From my perspective the Shadowstats CPI never appeared to be doing a better job than the official number of reflecting the dollar’s change in purchasing power. I therefore never paid any attention to it and never bothered to analyse why, given that the only differences between the Shadowstats calculation and the official calculation were the changes in calculation methodology that were implemented by the BLS (Bureau of Labor Statistics) since the early-1980s, there would be such a big difference between the official and the Shadowstats numbers. However, Ed Dolan has recently taken the time to analyse and explain the difference in a 31st March article at EconoMonitor.com.

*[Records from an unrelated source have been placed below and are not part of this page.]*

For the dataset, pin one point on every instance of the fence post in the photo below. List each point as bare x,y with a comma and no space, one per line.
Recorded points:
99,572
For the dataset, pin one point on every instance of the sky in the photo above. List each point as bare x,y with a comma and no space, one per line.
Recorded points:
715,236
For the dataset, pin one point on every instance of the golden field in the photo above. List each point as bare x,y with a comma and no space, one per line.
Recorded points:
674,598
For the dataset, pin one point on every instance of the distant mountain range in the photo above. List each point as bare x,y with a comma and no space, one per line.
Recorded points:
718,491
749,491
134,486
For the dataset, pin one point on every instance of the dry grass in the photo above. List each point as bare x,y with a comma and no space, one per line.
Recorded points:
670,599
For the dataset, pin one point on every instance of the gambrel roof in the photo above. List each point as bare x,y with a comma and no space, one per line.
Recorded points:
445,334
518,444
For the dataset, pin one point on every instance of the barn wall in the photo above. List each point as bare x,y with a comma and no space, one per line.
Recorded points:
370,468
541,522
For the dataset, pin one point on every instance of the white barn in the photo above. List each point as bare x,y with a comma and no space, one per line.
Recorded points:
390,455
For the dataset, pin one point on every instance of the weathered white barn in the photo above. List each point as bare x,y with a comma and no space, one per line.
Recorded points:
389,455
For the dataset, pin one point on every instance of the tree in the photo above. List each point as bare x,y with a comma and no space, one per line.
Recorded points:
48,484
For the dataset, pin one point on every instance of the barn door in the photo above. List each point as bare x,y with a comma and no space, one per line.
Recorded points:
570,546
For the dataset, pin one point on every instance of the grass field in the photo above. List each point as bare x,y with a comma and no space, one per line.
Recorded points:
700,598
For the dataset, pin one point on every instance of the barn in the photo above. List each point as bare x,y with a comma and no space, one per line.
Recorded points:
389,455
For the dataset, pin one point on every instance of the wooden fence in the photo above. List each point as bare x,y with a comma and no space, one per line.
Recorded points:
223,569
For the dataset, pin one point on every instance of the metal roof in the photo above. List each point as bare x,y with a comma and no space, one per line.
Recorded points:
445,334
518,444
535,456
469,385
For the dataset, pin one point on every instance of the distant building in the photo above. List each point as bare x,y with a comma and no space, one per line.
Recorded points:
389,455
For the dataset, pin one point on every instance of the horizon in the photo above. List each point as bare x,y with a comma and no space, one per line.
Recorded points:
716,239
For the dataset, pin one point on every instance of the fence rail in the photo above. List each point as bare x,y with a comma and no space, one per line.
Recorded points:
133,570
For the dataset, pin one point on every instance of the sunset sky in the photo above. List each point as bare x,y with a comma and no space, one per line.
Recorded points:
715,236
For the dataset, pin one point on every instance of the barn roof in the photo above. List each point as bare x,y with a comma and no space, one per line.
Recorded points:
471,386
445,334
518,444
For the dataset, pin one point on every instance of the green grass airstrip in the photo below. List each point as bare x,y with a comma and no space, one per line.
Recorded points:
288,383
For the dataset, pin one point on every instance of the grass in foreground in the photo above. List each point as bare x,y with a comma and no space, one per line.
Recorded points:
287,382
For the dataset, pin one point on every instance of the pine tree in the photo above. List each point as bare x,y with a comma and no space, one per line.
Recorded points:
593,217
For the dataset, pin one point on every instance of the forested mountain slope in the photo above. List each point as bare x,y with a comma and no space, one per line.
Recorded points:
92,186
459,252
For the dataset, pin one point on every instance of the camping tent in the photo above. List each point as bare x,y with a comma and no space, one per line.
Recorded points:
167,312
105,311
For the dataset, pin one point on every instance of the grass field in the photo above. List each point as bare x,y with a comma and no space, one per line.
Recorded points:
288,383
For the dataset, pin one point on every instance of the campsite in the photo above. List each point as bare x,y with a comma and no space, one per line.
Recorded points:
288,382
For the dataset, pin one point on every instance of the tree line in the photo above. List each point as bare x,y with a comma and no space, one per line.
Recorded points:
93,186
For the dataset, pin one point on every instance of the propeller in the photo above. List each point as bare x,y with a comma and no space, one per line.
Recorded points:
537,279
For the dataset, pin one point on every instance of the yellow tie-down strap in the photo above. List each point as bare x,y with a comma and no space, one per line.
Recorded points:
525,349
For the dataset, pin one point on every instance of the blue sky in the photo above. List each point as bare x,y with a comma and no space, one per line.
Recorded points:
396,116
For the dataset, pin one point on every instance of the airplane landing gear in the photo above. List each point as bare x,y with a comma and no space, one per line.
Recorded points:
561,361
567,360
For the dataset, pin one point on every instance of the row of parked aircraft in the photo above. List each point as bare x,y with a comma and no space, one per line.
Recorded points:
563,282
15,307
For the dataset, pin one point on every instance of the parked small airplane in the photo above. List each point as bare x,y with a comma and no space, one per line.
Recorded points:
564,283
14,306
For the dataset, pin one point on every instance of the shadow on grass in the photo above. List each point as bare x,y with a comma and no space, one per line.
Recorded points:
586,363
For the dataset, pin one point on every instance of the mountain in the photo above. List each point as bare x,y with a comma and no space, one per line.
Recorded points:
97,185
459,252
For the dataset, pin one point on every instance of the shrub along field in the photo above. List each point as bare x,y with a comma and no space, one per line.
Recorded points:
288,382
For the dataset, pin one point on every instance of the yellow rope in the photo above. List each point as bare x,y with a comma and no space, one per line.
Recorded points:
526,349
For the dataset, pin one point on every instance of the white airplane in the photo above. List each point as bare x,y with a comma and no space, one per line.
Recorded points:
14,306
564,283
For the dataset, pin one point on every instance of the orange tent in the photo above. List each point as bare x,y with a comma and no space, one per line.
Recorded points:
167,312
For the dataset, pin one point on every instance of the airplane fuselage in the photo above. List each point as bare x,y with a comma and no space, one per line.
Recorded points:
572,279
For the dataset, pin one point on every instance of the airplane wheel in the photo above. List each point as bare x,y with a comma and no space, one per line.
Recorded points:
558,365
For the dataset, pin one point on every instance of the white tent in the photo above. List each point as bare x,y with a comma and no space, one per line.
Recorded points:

The above-linked article starts by comparing the price changes of similar items that actually took place between 1980 and 2014 to show that the official CPI appears to under-estimate the change in the dollar’s PP and that the Shadowstats CPI appears to over-estimate the change in the dollar’s PP, with the magnitude of the Shadowstats over-estimation being vastly greater than the official under-estimation. It goes on to show that using the Shadowstats CPI to convert nominal GDP to real GDP leads to nonsensical results. For example, according to the real GDP calculation based on the Shadowstats CPI, the output of the US economy is no higher today than it was in 1990. This is a patently false result. Lastly, it attempts to answer the question: Has John Williams, the proprietor of Shadowstats.com, simply made a calculation error?

The answer, apparently, is yes. It seems that in the calculation of the Shadowstats CPI the effects of the same change to the official methodology are counted multiple times. Consequently, the rate of CPI growth estimated by Shadowstats has consistently been at least 4.5%/year too high over the past 15 years, even by Shadowstats’ own methodology.

I’ll be very interested to see whether John Williams can explain-away the apparent multiple-counting of the same BLS changes and, if not, whether the Shadowstats calculations are revised to remove this major error.